Here’s two arguments that you really shouldn’t try and use in the same piece:
Crucial to this process has been the retention of green belt and a
"town centre first" planning policy. The political decision to curtail
the 1980s ring road sprawl means more than half of new shopping
facilities are being directed to city centres. With it has come safer
streets, growing public transport usage and downtown regeneration. This
is precisely the kind of City success Barker and her supermarket
supporters threaten to unpick with plans to give retail parks the whip
hand in any development dispute.
Now whether you agree with this or not is another matter, but this is clearly a function of a specific planning process. The imposition of a design for a city from the centre.

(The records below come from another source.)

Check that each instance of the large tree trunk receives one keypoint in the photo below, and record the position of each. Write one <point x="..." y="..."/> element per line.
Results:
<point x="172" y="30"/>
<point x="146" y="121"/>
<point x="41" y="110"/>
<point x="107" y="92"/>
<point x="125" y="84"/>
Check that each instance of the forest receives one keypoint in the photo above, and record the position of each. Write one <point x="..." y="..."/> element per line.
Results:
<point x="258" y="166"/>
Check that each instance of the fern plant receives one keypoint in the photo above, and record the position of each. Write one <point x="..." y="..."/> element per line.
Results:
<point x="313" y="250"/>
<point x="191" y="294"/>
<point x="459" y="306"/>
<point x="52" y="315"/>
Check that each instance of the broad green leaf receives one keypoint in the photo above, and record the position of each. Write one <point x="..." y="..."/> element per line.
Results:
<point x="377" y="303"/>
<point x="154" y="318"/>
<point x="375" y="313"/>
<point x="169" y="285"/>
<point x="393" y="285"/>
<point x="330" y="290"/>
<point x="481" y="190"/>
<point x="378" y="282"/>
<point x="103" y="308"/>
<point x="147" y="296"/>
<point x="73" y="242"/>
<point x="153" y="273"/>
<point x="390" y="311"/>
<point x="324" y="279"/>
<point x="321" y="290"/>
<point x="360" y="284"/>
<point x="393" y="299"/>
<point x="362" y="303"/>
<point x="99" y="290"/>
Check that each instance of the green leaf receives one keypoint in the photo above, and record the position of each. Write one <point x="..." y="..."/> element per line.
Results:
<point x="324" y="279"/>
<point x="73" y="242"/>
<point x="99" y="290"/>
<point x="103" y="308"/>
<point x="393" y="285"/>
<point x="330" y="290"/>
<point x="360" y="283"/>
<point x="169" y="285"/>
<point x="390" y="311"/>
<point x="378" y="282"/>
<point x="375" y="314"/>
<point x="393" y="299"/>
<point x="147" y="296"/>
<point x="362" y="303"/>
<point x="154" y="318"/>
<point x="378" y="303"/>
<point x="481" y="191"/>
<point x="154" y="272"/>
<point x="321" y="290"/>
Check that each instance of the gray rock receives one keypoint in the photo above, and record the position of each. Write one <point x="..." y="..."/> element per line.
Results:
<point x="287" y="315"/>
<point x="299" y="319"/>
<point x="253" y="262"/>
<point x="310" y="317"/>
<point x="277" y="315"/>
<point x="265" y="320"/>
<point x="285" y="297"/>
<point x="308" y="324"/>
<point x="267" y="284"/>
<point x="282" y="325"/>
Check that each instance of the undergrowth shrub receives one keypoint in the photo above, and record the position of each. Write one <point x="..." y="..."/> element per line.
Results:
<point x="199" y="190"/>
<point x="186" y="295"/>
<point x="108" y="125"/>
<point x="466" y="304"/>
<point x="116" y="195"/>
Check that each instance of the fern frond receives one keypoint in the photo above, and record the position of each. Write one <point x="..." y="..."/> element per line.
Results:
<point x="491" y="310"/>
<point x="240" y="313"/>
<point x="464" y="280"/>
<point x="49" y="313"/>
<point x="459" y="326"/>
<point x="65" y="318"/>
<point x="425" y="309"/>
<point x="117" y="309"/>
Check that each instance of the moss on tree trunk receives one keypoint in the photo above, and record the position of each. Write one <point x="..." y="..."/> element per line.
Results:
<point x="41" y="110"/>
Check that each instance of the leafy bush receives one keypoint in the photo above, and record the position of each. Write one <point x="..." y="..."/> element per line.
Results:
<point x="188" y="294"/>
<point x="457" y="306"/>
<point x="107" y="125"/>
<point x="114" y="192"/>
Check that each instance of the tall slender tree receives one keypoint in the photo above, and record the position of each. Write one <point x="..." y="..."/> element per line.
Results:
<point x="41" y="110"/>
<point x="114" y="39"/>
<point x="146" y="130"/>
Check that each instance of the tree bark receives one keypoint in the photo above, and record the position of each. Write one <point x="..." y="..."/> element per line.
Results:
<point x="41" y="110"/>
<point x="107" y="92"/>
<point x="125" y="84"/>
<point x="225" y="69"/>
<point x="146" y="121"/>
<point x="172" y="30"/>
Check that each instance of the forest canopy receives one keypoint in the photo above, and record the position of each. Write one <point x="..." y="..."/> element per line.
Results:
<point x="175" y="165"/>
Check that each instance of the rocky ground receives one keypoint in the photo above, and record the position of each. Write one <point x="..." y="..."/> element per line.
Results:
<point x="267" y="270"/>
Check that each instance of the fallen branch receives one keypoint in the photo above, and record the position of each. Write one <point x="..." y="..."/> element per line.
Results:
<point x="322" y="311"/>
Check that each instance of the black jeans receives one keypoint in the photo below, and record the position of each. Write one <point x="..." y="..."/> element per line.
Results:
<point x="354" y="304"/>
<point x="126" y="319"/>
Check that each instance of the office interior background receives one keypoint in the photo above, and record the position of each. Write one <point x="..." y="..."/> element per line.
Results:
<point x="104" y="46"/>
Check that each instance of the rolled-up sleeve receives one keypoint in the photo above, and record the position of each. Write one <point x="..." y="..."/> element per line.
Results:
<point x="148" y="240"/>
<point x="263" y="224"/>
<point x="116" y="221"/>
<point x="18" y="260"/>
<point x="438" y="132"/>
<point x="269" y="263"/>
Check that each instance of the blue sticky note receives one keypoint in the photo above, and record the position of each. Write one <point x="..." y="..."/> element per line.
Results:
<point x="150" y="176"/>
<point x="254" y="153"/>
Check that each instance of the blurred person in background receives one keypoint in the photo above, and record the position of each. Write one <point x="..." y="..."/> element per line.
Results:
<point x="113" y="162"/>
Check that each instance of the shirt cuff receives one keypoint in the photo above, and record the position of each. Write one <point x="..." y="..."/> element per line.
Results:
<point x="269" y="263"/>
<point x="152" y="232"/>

If the late, great urban guru Jane Jacobs taught us one thing, it was
that traditional economics had little useful to say about the organic
art of urban planning.
Well, actually, no, the late great Jane Jacobs argued against the imposition of a design for a city from the centre:
"Jacobs came down firmly on the side of spontaneous inventiveness of
individuals, as against abstract plans imposed by governments and
corporations,"
Not really all that clever to mix the two arguments, is it?
The hegemons of Wal-Mart, Costco, Home Depot and Best Buy are
strangling civic life. With no greenbelt protection, 105 acres an hour
of countryside is being eaten up to feed rampant ex-urbanisation.
105 acres an hour? Really? 2,500 a day or so? 900,000 acres a year? 1,400 square miles?
Out of 3.7 million square miles? 0.03 % per annum? You mean every generation they swallow up another 1% of their land area? My God! the horror! the Tragedy! In only another 5 generations, in the time of the great great grandchildren of one born now there’ll only be 95% of the country that is still country?